In his statement, Fr. Morey offered his prayers for Biden.

“As a priest, it is my responsibility to minister to those souls entrusted to my care, and I must do so even in the most difficult situations,” he stated.

Biden, campaigning for his 2020 bid for president, was in South Carolina Oct. 26-27 attending a town hall meeting in Florence and a justice forum in Columbia. He identifies himself as Catholic and attends Mass at St. Joseph on the Brandywine in Greenville, Delaware.

His stance on abortion has changed over his career. He initially opposed the use of taxpayer money to fund abortions. In June, however, he reversed his position on the Hyde Amendment, which prohibits the use of Medicaid funding for abortion. In an Oct. 5 tweet, he wrote: “Roe v.
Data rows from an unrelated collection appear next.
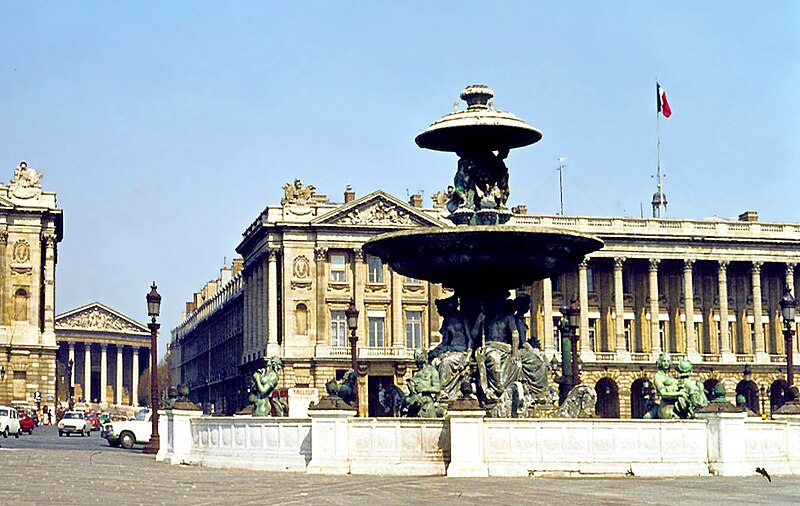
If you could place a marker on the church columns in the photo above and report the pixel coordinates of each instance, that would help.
(103, 374)
(273, 348)
(118, 389)
(623, 353)
(655, 335)
(547, 314)
(688, 302)
(87, 372)
(135, 377)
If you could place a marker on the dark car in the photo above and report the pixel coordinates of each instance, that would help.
(26, 423)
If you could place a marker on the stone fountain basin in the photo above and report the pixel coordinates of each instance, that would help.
(480, 257)
(491, 130)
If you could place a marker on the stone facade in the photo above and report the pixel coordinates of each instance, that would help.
(302, 262)
(31, 226)
(101, 356)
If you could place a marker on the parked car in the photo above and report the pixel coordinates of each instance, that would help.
(74, 423)
(9, 421)
(26, 423)
(130, 432)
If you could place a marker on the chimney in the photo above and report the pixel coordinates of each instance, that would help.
(237, 266)
(749, 216)
(349, 194)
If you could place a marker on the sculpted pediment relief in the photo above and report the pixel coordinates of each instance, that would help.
(98, 318)
(378, 209)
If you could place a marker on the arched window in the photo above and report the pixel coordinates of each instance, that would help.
(21, 305)
(607, 398)
(301, 319)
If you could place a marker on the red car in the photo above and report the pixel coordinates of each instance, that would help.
(94, 420)
(26, 423)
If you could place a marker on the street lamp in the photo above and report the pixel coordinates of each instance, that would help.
(351, 313)
(574, 320)
(153, 310)
(788, 305)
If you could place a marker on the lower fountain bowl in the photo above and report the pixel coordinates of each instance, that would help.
(482, 257)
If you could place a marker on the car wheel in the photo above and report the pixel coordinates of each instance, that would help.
(127, 440)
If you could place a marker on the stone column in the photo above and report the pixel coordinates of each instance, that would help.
(623, 353)
(273, 348)
(725, 337)
(397, 310)
(49, 277)
(655, 342)
(135, 377)
(583, 296)
(87, 372)
(760, 351)
(71, 358)
(320, 254)
(547, 314)
(103, 373)
(688, 302)
(118, 388)
(359, 282)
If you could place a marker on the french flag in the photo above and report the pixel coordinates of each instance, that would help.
(661, 99)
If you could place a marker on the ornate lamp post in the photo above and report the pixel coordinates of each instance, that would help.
(788, 308)
(351, 313)
(574, 320)
(153, 310)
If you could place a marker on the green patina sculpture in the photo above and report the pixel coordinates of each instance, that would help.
(423, 389)
(679, 398)
(264, 381)
(344, 389)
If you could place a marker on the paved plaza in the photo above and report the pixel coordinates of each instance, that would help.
(46, 469)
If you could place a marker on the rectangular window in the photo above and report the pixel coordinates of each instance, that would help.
(413, 330)
(338, 328)
(375, 324)
(593, 334)
(557, 332)
(375, 268)
(627, 328)
(338, 270)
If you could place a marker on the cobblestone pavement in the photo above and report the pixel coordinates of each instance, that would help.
(86, 471)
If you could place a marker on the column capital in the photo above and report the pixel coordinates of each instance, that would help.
(320, 252)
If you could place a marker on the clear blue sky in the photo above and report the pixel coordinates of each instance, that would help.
(165, 127)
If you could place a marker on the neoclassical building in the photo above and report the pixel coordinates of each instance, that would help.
(707, 290)
(101, 356)
(31, 226)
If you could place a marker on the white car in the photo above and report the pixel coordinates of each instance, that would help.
(74, 422)
(129, 432)
(9, 423)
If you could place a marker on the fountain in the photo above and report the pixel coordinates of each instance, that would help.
(482, 258)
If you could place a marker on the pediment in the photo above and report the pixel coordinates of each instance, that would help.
(98, 318)
(378, 209)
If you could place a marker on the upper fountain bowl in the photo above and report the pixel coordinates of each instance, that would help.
(479, 126)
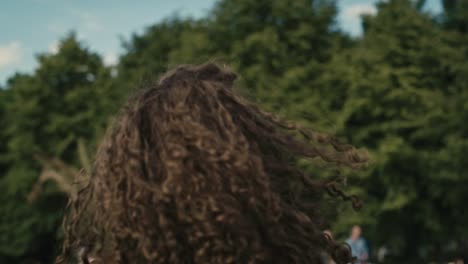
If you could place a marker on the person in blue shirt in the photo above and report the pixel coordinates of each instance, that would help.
(358, 245)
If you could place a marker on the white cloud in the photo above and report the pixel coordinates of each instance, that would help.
(110, 59)
(355, 11)
(350, 17)
(89, 22)
(10, 54)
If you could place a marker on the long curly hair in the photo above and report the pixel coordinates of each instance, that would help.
(191, 172)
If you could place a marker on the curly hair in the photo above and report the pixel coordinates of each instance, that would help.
(191, 172)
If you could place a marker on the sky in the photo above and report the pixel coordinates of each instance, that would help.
(31, 27)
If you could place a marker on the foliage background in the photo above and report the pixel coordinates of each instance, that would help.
(400, 90)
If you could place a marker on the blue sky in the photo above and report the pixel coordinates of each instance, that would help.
(29, 27)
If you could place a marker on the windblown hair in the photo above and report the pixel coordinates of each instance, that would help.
(191, 172)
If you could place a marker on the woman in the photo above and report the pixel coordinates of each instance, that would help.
(193, 173)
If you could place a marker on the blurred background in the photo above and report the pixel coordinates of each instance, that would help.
(389, 76)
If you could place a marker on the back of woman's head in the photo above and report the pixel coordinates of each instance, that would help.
(190, 172)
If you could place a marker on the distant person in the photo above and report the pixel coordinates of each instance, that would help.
(191, 172)
(358, 245)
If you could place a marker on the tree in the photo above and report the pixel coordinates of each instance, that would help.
(46, 114)
(397, 91)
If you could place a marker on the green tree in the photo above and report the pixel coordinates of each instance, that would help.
(45, 115)
(398, 94)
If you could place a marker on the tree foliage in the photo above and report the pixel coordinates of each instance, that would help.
(400, 90)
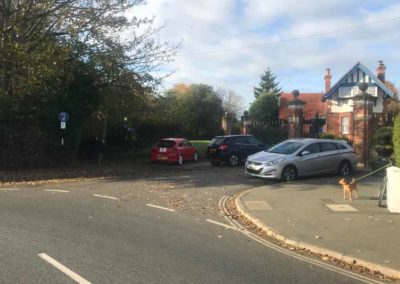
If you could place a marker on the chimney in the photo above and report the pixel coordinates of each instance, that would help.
(328, 78)
(380, 71)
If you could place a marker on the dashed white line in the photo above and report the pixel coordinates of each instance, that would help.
(9, 189)
(64, 269)
(160, 207)
(221, 224)
(106, 196)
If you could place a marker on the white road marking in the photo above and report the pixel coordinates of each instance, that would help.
(341, 207)
(106, 196)
(275, 247)
(220, 224)
(9, 189)
(160, 207)
(258, 205)
(64, 269)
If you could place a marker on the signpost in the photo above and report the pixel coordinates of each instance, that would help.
(63, 117)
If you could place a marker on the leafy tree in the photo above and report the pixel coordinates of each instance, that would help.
(396, 139)
(70, 56)
(267, 84)
(265, 107)
(194, 110)
(232, 103)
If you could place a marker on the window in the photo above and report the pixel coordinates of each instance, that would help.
(166, 144)
(253, 140)
(312, 148)
(242, 140)
(345, 125)
(287, 147)
(340, 146)
(328, 146)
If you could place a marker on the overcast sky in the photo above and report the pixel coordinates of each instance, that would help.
(229, 43)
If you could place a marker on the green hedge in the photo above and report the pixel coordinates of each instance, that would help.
(383, 142)
(396, 139)
(333, 136)
(201, 146)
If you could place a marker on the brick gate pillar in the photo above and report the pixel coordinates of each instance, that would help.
(245, 123)
(295, 117)
(363, 125)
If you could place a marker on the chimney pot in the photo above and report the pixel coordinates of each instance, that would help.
(327, 78)
(380, 71)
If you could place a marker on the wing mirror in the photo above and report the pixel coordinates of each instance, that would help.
(304, 153)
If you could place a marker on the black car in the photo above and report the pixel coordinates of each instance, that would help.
(233, 149)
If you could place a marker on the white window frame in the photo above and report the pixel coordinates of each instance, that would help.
(345, 125)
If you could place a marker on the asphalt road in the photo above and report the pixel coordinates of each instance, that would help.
(109, 231)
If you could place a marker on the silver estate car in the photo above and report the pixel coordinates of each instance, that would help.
(302, 157)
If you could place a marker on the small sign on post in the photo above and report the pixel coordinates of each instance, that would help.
(63, 116)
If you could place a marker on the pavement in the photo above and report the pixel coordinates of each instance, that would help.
(311, 213)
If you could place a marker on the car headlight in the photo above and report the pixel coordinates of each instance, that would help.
(274, 162)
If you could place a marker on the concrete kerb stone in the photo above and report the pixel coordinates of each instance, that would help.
(314, 249)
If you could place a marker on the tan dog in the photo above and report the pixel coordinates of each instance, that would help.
(348, 188)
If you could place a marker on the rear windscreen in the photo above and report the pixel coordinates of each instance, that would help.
(217, 140)
(166, 144)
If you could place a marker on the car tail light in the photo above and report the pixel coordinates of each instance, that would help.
(223, 147)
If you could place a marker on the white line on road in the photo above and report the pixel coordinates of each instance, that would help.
(160, 207)
(294, 254)
(106, 196)
(64, 269)
(57, 190)
(221, 224)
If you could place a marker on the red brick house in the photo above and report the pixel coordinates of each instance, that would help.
(349, 109)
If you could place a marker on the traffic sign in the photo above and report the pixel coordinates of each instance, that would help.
(63, 116)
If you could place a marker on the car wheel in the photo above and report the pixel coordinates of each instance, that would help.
(344, 168)
(289, 173)
(233, 160)
(180, 160)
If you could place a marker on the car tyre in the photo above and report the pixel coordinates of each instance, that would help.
(344, 168)
(233, 160)
(289, 173)
(180, 160)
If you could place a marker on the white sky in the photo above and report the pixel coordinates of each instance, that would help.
(230, 43)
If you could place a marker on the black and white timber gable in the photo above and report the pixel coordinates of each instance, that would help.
(347, 86)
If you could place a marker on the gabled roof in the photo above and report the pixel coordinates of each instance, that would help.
(313, 104)
(365, 70)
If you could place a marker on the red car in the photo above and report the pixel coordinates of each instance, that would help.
(173, 150)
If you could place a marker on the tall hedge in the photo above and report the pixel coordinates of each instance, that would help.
(396, 139)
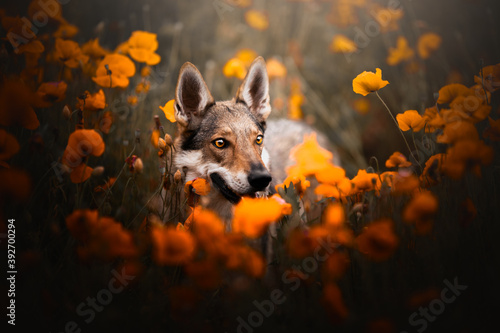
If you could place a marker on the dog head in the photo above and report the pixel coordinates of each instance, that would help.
(224, 141)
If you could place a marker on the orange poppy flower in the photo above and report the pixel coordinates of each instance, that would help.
(132, 100)
(49, 93)
(402, 184)
(114, 71)
(492, 132)
(365, 181)
(361, 105)
(169, 110)
(275, 68)
(333, 303)
(300, 183)
(428, 43)
(106, 186)
(8, 146)
(171, 246)
(368, 82)
(16, 105)
(82, 143)
(387, 24)
(378, 241)
(102, 237)
(295, 102)
(489, 78)
(257, 19)
(341, 44)
(92, 102)
(69, 53)
(451, 91)
(146, 71)
(94, 50)
(464, 155)
(459, 130)
(199, 186)
(252, 217)
(247, 56)
(421, 211)
(339, 191)
(309, 156)
(397, 160)
(410, 119)
(342, 14)
(330, 174)
(66, 30)
(333, 215)
(402, 52)
(235, 68)
(142, 46)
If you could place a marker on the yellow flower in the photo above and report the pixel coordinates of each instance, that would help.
(368, 82)
(142, 46)
(401, 53)
(235, 67)
(275, 69)
(310, 157)
(114, 71)
(169, 110)
(410, 119)
(342, 44)
(69, 53)
(397, 160)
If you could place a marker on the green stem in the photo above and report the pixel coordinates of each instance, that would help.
(397, 125)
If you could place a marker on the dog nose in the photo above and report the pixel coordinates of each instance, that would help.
(259, 178)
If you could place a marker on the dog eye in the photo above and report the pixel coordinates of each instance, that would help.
(219, 143)
(259, 139)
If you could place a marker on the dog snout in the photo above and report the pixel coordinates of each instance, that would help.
(259, 177)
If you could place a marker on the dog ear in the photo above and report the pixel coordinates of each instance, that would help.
(254, 91)
(192, 96)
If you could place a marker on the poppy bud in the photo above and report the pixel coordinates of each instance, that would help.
(168, 139)
(161, 144)
(138, 166)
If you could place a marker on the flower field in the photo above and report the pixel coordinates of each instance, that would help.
(391, 226)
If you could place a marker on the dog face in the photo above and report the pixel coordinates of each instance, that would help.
(224, 141)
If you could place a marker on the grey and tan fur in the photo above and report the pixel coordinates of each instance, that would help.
(224, 141)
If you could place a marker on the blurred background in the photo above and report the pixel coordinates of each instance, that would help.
(300, 34)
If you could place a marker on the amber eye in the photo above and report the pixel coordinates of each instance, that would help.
(259, 139)
(219, 143)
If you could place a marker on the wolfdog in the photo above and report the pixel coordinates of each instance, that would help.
(224, 141)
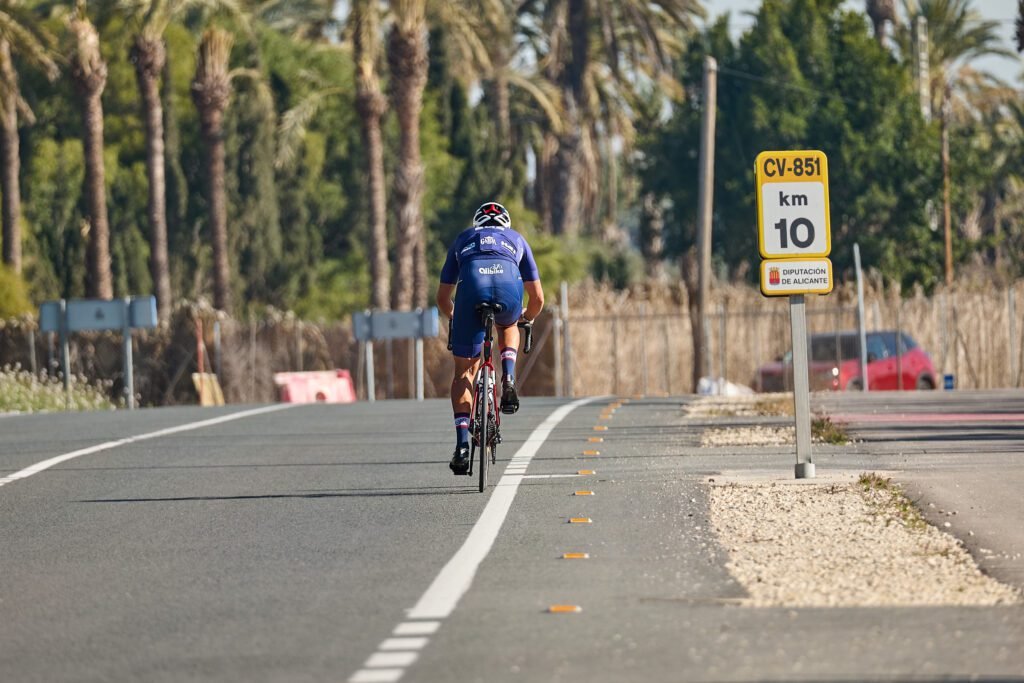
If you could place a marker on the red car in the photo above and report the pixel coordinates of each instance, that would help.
(835, 365)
Wade is the law of the land, and we must fight any and all attempts to overturn it. As president, I will codify Roe into law and ensure this choice remains between a woman and her doctor.”

Pope Francis addresses a joint meeting of the U.S. Congress as Vice President Joe Biden (left) and Speaker of the House John Boehner look on in the House of Representatives Chamber at the U.S. Capitol in Washington Sept. 24. (Paul Haring/CNS)

The presidential candidate is no stranger to controversy regarding Church teaching. During his 2008 campaign as vice president, he appealed to St. Thomas Aquinas to cast doubt on the Church’s teaching on abortion, prompting an open letter from Knights of Columbus supreme knight Carl Anderson. As vice president, after presiding over a same-sex wedding for two White House staffers in 2016, three U.S. bishops representing different USCCB committees, called his actions a “counter-witness” to marriage.

Fr. Jay Scott Newman, pastor of St. Mary Church in Greenville, expressed support for Fr. Morey in an email to The Catholic Miscellany, newspaper of the Diocese of Charleston.

“As a canon lawyer, my own conviction is that Catholic politicians who support abortion do fall under the exclusion described by Canon 915 and that Father Morey arguably has the law on his side,” he said. “Moreover, the law does not restrict to the diocesan bishop the decision to exclude from Communion someone who fits either category of Canon 915, so Fr. Morey did not exceed his authority.”

“Perhaps the best analogy to this matter is the decision of several bishops during the struggle for civil rights to exclude from holy Communion those Catholic politicians who continued to oppose full integration for African Americans,” Fr. Newman continued. “The archbishop of New Orleans, for example, was widely applauded for his courage in taking that step.”

— By Deirdre C. Mays, Catholic News Service. Mays is editor of THE CATHOLIC MISCELLANY, newspaper of the Diocese of Charleston.